Birisinin, bir dostun kapısını döğdüğü zaman içeriden , Kimsin sözüne ;Benim ; demesi üzerine dostun ; Mademki sen, sensin, kapıyı açmıyorum. Çünkü dostlardan kimseyi tanımıyorum ki o, ben olsun, demesi
Birisi, bir dostunun kapısına gelip kapıyı çaldı. Dostu ;Kapıyı çalan kim?; deyince.
Benim; diye cevap verdi. Dostu ;Git, şimdi zamanı değil. Böyle bir sofra, ham kişinin makamı olamaz.
Hamı, ayrılık ateşinden başka ne pişirebilir, nifaktan ne kurtarabilir? ; dedi .
Adamcağız gitti, tam bir yıl dostunun ayrılığıyla yanıp yakıldı.
3060. Yanıp pişerek tekrar döndü, geldi.
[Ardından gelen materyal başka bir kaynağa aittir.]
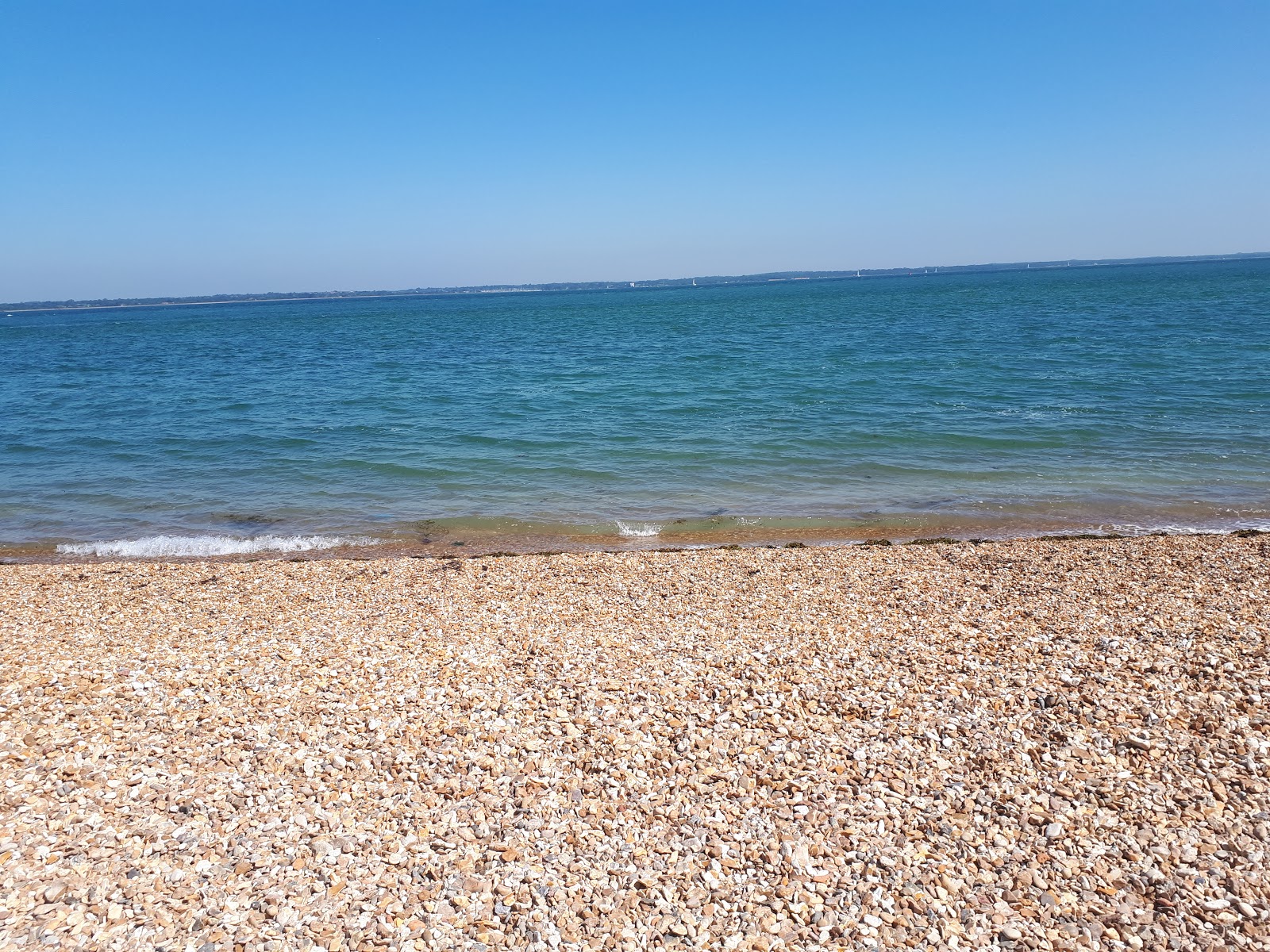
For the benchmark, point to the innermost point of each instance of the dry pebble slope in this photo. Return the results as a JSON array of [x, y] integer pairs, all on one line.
[[1045, 746]]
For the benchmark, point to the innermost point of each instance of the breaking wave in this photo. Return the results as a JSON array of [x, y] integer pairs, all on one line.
[[210, 545], [641, 531]]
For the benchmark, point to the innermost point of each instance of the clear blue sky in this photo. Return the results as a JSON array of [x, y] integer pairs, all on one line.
[[183, 148]]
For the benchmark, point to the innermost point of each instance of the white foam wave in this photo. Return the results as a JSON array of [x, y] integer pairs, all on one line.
[[641, 531], [154, 546]]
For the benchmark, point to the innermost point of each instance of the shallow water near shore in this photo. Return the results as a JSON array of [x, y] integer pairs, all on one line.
[[1122, 400]]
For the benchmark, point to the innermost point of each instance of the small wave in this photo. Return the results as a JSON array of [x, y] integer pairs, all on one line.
[[154, 546], [641, 531]]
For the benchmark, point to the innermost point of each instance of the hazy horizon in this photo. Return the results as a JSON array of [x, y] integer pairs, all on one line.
[[656, 282], [179, 152]]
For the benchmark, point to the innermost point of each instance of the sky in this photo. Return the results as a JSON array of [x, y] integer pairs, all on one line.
[[164, 149]]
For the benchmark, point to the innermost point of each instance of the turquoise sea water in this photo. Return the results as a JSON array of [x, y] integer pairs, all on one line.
[[1123, 399]]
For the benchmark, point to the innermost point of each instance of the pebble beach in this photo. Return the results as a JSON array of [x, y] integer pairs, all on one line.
[[1028, 744]]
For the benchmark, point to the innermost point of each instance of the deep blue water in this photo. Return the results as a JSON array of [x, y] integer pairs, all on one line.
[[1132, 397]]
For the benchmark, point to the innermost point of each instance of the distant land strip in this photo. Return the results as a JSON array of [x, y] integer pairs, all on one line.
[[698, 281]]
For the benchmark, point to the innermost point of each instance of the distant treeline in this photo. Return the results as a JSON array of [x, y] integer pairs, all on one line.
[[618, 285]]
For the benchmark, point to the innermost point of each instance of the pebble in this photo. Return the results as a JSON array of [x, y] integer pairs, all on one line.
[[1060, 744]]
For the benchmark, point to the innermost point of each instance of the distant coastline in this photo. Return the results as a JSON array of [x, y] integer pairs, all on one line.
[[698, 281]]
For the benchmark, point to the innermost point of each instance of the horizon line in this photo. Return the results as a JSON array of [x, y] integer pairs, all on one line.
[[645, 285]]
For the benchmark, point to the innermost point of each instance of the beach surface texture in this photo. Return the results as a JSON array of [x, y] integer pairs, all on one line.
[[1028, 744]]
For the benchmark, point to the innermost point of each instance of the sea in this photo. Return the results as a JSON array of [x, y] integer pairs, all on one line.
[[969, 405]]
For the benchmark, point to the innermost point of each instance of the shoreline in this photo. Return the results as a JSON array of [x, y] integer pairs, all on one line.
[[486, 545], [1041, 744]]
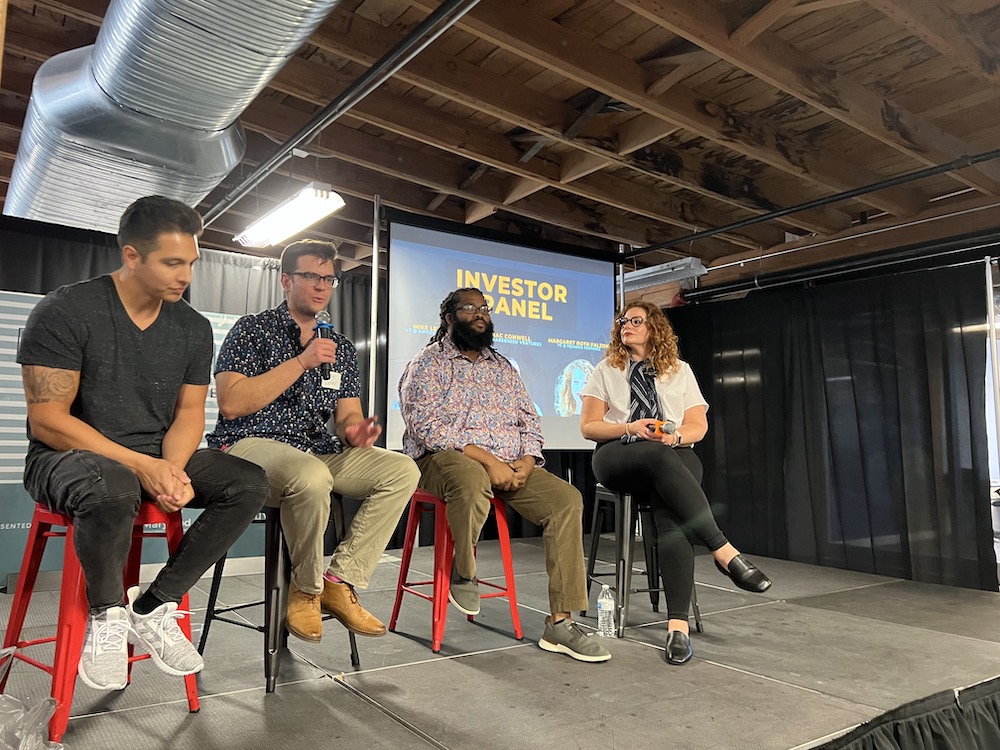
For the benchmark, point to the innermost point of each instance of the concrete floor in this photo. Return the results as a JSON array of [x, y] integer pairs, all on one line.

Dostunun evinin etrafında dolaşmaya başladı.
Kapıya varıp ağzından edepten dışarı bir söz çıkmasın diye yüzlerce korku ile edepli edepli halkayı çaldı.
Sevgilisi ;Kim o?; deyince ;Gönlümü alan sevgili sensin; diye cevap verdi.
Sevgili ; Mademki bensin, ey ben, gel içeri gir! Ev dar, iki kişi sığmıyor dedi.
iğneye geçirilecek iplik iki ayrı iplik olursa geçmez. Mademki birsin, bu iğneden geç!
mevlana'dan yüzyıllar sonrada asaf anlatmış bu yolu bize;
kim o, deme boşuna...
benim, ben.
öyle bir ben ki gelen kapına;
baştan başa sen.
peki biz ne kadar sen olabiliyoruz bu hayatta, ne kadar vazgeçebiliyoruz ben olmaktan.
belki de aşk ile ilgili en büyük meselemiz budur, kimbilir.